Everyone is now affected by steel price increases, says Cosma Europe chief

Sailauf, Germany. Gerhard Koenig, chairman of the board at the Magna International subsidiary Cosma Europe, thinks rising steel prices are a serious threat to medium-sized businesses. He talked about the short-term and long-term impacts of higher steel costs with Automobilwoche's Klaus-Dieter Floerecke.

By how much have Cosma's profits dropped due to the high steel prices?

Last year we did not have much of a negative impact. However, despite annual contracts, we were not 100 percent safe either. Still, I know that smaller companies that had no long-term contracts were under a lot of pressure in 2004. They had to make their purchases on the spot market, where prices are significantly higher.

And what developments do you expect for this year?
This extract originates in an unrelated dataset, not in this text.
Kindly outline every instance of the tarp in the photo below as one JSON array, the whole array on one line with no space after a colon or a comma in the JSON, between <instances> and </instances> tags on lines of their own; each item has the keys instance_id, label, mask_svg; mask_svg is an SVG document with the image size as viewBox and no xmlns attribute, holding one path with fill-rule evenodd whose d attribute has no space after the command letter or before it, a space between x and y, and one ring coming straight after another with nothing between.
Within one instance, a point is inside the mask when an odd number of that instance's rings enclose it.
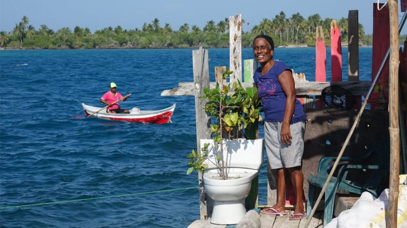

I reckon that the big bang will come. Everyone is now affected by steel manufacturers' price increases due to the new contracts for 2005.

How much higher will prices be compared with last years' contracts?

By between 20 and 30 percent in respect to the actual price. This consists of the basic price and a legally established extra charge for the different steel grades or surface coatings. In addition to that, steel manufacturers make significantly more profit within the non-automotive industry.

What are the consequences?

The steel manufacturers have made clear that when they do business with automotive customers they expect to make the same margins they get with other industry sectors. Or else the amount of steel available for the automotive industry might be reduced.

Do you expect steel prices to continue to rise in the medium-term?

Right now it is like reading the future in a crystal ball. Experts' forecasts don't show any standardized trend. I believe that the market will calm down a bit again.

Will you also be making annual contracts with steel producers in the future?

Generally, yes. We have to ensure that we have sufficient quantities for our production.

Do you have any sympathy for steel manufacturers' behavior?

In some way I do. Everyone would probably react that way. To be fair it needs to be said that in the past steel manufacturers have taken a beating. I guess that many now recognized the opportunity to make a healthy profit.

To what extent do you plan to pass on the price increases to your customers?

We have to pass on the rise in steel prices to OEMs at a 1:1 ratio. Otherwise our margins, which are already meager, would decrease. Many suppliers can't cope with that. In our case, material costs for a product are between 50 and 60 percent. The situation for sheet metal formers is already difficult without the high steel prices.

What do you mean by that?

Increasing global competition, OEMs' rising number of requests -- for example, that suppliers should contribute to expenses for tools and the financing of devices. All that results in medium-sized companies getting into big trouble.

Your tier 2 suppliers also suffer due to the tough situation on the raw material market. How are you dealing with their problems?

We are asking the companies to give us detailed information showing the extent that they are able to cope with the price increases and how they would affect individual prices for components. Auto manufacturers demand the same from us. We are very careful not to give the impression that we might disguise in-house problems as being the result of steel price increases in order to get them co-financed by OEMs.